The money woes for fast fashion retailer Forever 21 continue to get worse. Following the company’s recent bankruptcy filing, it has just been announced that a record 200 stores will close in an effort to help the brand get back on its feet.

Just last month, many were shocked to learn the news that popular fashion chain Forever 21 was officially filing for bankruptcy. Well as expected, there will be store closings as a result—but no one probably expected it to be so many. As @CNN reports, Forever 21 is closing 200 stores across the country, in the latest casualty in the retail industry.

As more consumers choose to do their shopping online, the traditional retail industry has taken several considerable hits within the last few years and sadly, Forever 21 is the latest brand to feel the sting of online competition, such as millennial favorite Fashion Nova. The store closings were decided due to multiple expensive store leases, unprofitable markets and a continuing decline in sales.

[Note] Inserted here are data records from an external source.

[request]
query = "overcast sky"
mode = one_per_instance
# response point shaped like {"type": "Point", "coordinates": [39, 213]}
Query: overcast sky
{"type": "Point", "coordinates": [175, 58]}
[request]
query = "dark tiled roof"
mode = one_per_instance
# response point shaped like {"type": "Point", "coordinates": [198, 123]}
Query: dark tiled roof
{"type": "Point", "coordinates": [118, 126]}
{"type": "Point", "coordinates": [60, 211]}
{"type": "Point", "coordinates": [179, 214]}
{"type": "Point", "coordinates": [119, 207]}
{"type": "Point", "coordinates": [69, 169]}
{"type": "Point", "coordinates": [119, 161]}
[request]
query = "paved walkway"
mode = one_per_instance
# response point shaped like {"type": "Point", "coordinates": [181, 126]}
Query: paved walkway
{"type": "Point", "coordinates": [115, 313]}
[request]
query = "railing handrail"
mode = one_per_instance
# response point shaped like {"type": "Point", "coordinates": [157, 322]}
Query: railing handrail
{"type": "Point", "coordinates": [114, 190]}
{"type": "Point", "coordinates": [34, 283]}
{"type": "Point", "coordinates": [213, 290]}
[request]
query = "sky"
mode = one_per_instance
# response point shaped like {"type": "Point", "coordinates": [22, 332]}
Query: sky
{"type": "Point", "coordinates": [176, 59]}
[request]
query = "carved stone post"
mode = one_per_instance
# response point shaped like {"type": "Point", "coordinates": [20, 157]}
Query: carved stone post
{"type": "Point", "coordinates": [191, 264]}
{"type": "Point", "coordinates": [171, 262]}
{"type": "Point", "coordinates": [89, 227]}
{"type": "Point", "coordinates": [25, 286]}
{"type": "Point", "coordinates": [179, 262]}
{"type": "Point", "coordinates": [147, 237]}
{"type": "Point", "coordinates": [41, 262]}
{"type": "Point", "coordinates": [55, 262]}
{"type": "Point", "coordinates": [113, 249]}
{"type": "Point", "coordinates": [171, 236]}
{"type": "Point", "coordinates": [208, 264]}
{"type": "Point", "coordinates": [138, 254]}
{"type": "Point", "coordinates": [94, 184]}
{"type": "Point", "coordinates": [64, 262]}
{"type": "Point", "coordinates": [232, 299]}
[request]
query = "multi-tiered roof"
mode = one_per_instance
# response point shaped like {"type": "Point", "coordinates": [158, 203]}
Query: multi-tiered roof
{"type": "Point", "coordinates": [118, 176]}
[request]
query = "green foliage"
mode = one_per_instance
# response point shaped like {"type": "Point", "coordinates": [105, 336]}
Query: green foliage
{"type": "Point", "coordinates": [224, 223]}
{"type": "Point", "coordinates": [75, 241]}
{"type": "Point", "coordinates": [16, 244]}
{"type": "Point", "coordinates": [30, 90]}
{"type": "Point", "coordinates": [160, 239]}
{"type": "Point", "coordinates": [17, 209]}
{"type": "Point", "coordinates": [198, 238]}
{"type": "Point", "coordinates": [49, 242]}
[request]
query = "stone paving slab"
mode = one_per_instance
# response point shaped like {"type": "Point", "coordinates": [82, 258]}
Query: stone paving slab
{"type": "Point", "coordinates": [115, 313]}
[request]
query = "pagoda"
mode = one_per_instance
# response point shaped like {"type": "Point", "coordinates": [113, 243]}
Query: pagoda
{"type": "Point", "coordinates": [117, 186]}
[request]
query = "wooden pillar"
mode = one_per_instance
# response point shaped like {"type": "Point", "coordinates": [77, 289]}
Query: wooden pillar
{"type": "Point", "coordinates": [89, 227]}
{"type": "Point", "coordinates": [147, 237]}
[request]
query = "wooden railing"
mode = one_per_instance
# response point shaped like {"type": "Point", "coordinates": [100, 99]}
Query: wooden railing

The company is hoping that the store closings will allow it to remain in business despite being in the middle of Chapter 11 bankruptcy. Being able to get out of leases and close stores at lower cost is a key advantage that the bankruptcy process affords retailers. Since Forever 21 leases almost all its retail stores — it has 549 total U.S. stores and 251 in other countries, its annual occupancy cost is $450 million. Obviously, the company cannot afford such a high expense when overall sales are down.

Many of Forever 21 stores are located inside malls, and malls have seen a drastic decline in shoppers for the last several years. This has led to a decrease in sales through the company’s predominant retail channel. Despite efforts to adjust its sales strategy to online sales, Forever 21 remains in use of excessive floor space from leases entered a decade ago in unprofitable markets.

Following the bankruptcy, the company plans to exit most international markets, including Canada, Europe, and Asia, and instead focus on a smaller store base in the U.S., Mexico and Latin America.

Roommates, what are your thoughts on this?